Breaking the Moments Condition Barrier: No-Regret Algorithm for Bandits with Super Heavy-Tailed Payoffs
This addresses a critical gap in robust machine learning for scenarios with extreme noise, such as financial or environmental data, though it is incremental as it builds on existing bandit algorithms.
The paper tackles the problem of bandit learning with super heavy-tailed payoffs, where moments may not exist, by introducing a mean of medians estimator and a reductionist framework that achieves near-optimal regret bounds comparable to sub-Gaussian cases.

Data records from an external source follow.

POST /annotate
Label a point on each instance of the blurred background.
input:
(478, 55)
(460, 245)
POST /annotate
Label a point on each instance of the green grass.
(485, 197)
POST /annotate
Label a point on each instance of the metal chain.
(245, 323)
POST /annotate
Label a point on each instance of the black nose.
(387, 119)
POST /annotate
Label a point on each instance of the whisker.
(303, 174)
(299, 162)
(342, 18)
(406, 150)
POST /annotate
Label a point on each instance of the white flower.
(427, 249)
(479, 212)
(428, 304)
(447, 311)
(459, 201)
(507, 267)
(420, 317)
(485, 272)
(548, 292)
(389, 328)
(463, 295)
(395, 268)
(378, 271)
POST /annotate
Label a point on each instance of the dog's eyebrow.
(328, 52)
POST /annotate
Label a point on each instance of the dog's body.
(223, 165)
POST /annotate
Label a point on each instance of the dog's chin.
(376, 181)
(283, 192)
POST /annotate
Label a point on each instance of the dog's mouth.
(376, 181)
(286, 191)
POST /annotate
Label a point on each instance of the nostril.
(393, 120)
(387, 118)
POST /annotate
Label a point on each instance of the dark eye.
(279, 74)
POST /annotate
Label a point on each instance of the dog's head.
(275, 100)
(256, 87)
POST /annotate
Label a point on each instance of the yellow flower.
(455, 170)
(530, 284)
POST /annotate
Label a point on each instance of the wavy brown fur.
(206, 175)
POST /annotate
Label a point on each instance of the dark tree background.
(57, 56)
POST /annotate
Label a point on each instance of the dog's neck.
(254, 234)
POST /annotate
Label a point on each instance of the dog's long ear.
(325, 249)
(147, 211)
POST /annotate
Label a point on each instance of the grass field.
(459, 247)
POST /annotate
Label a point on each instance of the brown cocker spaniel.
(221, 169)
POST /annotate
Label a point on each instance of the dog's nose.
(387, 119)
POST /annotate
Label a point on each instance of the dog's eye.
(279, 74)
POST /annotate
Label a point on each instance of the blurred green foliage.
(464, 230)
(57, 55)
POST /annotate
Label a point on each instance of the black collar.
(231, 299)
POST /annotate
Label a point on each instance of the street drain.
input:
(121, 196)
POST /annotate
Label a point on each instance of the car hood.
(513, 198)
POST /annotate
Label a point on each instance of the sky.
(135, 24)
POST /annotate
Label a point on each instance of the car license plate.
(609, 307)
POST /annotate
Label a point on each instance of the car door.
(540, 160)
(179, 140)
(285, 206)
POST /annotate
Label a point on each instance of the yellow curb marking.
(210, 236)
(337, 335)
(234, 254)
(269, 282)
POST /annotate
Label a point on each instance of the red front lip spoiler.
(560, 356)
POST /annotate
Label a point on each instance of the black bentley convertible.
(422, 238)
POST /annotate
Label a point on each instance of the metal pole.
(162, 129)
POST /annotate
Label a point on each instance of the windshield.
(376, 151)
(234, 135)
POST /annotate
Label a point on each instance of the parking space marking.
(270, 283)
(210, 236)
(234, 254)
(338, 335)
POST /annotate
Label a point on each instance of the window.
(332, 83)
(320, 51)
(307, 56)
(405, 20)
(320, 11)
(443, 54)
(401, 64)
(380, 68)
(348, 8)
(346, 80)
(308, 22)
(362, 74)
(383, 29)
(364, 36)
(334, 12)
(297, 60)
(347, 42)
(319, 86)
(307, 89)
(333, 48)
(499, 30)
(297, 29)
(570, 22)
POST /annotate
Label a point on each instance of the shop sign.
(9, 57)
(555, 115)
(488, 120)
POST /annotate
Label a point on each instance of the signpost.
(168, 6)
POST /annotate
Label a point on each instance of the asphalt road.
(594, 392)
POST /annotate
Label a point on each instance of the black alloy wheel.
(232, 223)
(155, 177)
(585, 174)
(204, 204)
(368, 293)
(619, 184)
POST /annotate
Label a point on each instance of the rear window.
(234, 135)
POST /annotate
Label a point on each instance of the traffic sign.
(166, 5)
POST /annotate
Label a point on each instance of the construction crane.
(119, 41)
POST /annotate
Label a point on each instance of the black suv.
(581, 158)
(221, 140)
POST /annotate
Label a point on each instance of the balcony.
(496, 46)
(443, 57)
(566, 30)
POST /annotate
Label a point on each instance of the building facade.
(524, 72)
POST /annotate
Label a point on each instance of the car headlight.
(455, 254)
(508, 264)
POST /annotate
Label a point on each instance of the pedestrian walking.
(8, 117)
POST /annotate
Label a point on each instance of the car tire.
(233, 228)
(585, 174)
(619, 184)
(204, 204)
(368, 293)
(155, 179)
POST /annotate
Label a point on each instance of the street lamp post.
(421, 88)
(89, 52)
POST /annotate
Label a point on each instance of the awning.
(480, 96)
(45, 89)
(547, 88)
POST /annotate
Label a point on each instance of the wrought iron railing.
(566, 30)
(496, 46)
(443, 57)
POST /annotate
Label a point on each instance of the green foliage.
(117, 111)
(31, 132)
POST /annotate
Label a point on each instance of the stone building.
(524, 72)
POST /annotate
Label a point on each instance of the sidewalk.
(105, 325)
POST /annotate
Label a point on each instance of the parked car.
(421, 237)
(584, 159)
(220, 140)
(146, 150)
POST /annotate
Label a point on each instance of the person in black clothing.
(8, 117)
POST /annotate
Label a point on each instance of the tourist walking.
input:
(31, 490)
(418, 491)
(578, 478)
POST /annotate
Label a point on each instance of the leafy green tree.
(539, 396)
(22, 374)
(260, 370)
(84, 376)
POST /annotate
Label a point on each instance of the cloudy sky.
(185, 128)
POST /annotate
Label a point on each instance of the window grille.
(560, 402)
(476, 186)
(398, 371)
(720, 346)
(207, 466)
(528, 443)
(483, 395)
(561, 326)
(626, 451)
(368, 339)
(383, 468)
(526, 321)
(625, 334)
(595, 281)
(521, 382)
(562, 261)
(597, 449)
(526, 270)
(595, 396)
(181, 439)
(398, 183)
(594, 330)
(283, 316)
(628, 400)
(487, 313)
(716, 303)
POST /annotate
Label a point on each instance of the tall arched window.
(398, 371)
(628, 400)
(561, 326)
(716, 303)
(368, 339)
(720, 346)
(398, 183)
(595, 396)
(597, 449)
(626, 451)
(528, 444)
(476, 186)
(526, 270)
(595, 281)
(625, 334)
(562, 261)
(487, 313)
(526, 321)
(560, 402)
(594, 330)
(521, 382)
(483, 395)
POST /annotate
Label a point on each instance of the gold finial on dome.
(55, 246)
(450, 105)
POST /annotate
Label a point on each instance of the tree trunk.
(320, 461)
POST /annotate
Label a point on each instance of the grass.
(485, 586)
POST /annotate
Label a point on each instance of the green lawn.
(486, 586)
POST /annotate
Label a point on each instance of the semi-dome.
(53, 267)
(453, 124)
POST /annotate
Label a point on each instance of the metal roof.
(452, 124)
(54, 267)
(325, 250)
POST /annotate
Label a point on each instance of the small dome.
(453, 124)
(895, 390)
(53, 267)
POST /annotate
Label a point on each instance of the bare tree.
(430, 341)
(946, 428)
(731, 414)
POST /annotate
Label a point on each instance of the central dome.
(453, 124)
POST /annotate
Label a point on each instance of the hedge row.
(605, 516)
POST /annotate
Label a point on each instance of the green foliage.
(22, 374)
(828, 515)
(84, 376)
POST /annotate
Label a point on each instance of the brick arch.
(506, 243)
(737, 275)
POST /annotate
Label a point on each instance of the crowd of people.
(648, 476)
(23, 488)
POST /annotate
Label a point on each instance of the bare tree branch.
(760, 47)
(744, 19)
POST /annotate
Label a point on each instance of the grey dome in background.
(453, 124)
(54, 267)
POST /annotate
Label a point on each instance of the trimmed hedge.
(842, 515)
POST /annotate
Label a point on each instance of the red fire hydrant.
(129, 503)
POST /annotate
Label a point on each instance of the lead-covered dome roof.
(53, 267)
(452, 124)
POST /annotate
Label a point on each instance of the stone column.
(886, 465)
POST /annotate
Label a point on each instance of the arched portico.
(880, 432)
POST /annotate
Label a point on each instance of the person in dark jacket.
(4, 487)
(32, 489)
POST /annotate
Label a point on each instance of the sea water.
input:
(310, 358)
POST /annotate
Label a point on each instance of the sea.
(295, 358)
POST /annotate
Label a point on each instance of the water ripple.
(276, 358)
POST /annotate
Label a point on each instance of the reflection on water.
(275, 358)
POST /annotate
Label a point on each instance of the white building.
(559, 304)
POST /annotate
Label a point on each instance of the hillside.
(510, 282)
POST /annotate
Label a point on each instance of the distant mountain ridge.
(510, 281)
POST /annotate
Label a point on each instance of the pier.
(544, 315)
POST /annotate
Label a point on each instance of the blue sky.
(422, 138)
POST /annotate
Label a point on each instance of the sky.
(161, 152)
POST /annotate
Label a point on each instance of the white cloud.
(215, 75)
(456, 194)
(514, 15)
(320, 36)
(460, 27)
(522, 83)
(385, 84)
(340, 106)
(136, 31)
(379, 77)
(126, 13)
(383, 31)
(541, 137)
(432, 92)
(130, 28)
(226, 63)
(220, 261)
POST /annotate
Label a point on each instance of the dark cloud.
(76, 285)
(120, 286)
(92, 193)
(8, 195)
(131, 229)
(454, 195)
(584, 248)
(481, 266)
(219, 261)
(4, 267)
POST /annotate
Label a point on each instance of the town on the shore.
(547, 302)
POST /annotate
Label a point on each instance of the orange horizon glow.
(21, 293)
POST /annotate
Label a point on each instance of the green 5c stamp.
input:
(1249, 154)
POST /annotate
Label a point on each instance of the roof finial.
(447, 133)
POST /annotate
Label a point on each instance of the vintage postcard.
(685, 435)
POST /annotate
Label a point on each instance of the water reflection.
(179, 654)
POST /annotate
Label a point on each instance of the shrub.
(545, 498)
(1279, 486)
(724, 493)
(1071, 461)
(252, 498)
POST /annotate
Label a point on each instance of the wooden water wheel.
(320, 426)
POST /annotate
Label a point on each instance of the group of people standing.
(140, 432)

Despite a large amount of effort in dealing with heavy-tailed error in machine learning, little is known when moments of the error can become non-existential: the random noise $η$ satisfies Pr$\left[|η| > |y|\right] \le 1/|y|^α$ for some $α> 0$. We make the first attempt to actively handle such super heavy-tailed noise in bandit learning problems: We propose a novel robust statistical estimator, mean of medians, which estimates a random variable by computing the empirical mean of a sequence of empirical medians. We then present a generic reductionist algorithmic framework for solving bandit learning problems (including multi-armed and linear bandit problem): the mean of medians estimator can be applied to nearly any bandit learning algorithm as a black-box filtering for its reward signals and obtain similar regret bound as if the reward is sub-Gaussian. We show that the regret bound is near-optimal even with very heavy-tailed noise. We also empirically demonstrate the effectiveness of the proposed algorithm, which further corroborates our theoretical results.